The City Directories used to list the schools. In 1920 the school was listed as "Elementary", with just one teacher. Similar small schools existed: Alden Street School, Boston Road School, Charles Street School, Five Mile Pond School, Glenwood School, Rushville School (Dewey St., near Berkshire), and Sixteen Acres School -- but all others had 2-3 teachers listed, not just one. Sixteen Acres and Five Mile Pond were listed as ungraded, which I take to mean "mixed age".

The 1931 directory lists Dry Bridge as ungraded again. Maybe that fact was an omission in 1920.

The school was last listed as a school in 1938. It was listed as being located at 105 St. James Circle, so the house is without doubt the same building (note the 105 on its porch).
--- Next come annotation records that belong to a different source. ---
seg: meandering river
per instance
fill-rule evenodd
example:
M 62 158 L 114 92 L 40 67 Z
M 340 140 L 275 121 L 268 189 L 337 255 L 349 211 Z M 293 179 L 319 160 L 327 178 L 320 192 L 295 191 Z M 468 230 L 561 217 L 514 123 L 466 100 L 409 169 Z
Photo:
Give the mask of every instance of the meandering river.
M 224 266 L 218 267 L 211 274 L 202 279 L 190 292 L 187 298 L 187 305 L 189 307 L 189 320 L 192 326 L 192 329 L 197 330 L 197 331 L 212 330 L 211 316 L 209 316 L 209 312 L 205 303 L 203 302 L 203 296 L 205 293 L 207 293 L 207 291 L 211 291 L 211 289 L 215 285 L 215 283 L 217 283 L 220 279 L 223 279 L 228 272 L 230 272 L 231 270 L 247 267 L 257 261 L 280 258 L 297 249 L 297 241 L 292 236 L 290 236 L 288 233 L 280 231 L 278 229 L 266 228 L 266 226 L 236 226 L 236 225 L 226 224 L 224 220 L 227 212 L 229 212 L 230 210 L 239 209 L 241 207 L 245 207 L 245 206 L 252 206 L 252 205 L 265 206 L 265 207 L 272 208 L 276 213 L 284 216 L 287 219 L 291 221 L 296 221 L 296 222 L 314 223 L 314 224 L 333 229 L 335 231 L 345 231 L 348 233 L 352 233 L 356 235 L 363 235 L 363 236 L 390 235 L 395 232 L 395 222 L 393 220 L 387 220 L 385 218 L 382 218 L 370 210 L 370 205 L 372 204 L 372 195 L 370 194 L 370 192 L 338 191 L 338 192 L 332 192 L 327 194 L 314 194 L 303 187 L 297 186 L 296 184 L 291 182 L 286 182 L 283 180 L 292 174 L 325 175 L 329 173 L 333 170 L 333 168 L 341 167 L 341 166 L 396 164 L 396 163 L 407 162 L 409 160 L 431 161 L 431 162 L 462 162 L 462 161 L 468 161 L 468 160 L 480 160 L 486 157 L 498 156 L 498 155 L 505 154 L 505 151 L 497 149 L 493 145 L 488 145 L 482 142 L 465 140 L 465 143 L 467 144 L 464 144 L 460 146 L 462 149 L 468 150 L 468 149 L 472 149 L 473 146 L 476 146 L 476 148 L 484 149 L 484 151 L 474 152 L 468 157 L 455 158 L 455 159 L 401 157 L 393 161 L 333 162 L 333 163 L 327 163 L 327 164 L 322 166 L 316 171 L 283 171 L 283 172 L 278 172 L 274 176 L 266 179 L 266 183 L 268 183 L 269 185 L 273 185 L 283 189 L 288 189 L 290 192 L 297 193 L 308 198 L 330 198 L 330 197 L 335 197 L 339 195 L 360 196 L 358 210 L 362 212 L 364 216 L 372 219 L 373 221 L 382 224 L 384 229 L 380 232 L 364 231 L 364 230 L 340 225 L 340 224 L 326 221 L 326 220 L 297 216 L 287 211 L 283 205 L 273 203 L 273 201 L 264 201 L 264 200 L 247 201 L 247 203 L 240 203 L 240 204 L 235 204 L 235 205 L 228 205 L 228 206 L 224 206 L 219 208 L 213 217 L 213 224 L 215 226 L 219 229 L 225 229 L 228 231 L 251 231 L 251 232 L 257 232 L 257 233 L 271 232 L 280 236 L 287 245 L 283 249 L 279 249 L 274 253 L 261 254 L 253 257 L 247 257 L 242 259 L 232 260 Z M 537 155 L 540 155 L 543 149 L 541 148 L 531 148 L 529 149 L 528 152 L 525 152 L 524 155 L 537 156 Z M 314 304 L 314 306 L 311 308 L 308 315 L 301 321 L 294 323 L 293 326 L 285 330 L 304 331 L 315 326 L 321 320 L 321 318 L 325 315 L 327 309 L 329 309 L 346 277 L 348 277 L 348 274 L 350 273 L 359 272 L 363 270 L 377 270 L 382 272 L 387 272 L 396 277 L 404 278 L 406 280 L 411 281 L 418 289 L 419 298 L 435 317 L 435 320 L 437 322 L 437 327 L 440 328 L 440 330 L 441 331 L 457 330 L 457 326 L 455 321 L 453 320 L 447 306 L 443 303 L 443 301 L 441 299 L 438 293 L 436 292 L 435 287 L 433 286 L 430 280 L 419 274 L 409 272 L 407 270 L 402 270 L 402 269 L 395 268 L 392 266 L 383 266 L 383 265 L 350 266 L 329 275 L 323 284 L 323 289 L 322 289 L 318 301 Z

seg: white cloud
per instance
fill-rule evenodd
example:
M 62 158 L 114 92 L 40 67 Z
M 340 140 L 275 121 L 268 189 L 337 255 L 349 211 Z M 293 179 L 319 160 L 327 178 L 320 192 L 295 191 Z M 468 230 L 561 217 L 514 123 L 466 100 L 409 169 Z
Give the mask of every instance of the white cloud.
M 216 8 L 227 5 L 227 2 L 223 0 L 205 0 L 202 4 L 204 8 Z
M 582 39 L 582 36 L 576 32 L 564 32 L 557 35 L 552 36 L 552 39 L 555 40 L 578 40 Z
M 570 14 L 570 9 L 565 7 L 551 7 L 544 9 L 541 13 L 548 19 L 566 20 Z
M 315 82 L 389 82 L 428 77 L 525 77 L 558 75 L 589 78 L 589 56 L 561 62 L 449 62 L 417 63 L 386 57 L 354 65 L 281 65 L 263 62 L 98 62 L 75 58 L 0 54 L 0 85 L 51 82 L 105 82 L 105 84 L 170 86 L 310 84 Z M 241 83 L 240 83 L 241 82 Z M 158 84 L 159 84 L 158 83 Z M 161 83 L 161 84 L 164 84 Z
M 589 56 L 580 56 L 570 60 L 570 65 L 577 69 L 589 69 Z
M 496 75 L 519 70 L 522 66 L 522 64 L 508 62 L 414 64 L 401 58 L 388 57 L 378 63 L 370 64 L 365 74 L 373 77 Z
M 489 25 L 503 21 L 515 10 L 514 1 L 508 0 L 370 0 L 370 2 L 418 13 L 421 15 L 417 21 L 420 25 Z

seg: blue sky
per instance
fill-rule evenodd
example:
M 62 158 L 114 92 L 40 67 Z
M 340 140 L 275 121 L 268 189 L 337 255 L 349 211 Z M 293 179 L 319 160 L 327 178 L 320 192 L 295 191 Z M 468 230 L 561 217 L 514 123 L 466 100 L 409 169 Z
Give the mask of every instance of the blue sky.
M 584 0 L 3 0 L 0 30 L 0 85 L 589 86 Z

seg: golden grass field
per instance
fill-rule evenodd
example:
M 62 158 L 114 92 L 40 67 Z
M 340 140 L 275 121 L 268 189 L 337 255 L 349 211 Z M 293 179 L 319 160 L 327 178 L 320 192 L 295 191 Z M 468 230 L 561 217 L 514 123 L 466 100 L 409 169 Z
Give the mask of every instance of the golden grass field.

The other ungraded school disappeared from the books in 1938 too: Sixteen Acres. Ironically, I believe that school sat on the property that now houses the Sixteen Acres fire station.

Dry Bridge School

Hello, The first 16 Acres School was on the corner of Parker St and Old Acre Rd. It was built by the neighborhood farmers. The dry Bridge School was erected when the firt school was condemned. The Dry Bridge School met it's demise in a hurricane. During that period until 1941 Children were sent to Homer St school. In 1941 a four Room School was built at 50 Empress Court. On the South side of the Empress Court School is a lone red handmade brick as a reminder of the first school the farmers
built. In 1952 an addition was added to the first four rooms and then again in 1958 another 8 classrooms finished the school off. I was the history detective that gathered all this information for a 50th birthday party in 1991. I went to school at 16 Acres School, now Mary M. Walsh School, our 3 children attended and I'm proud to say I am now a member of the staff. Great memories of childhood and the people who shaped my life. Sue Montmeny

Nice detective work

Nice job hunting this one down. I wonder when the tree in the front yard was planted. It's interesting to note the structural and cosmetic changes to the building as well.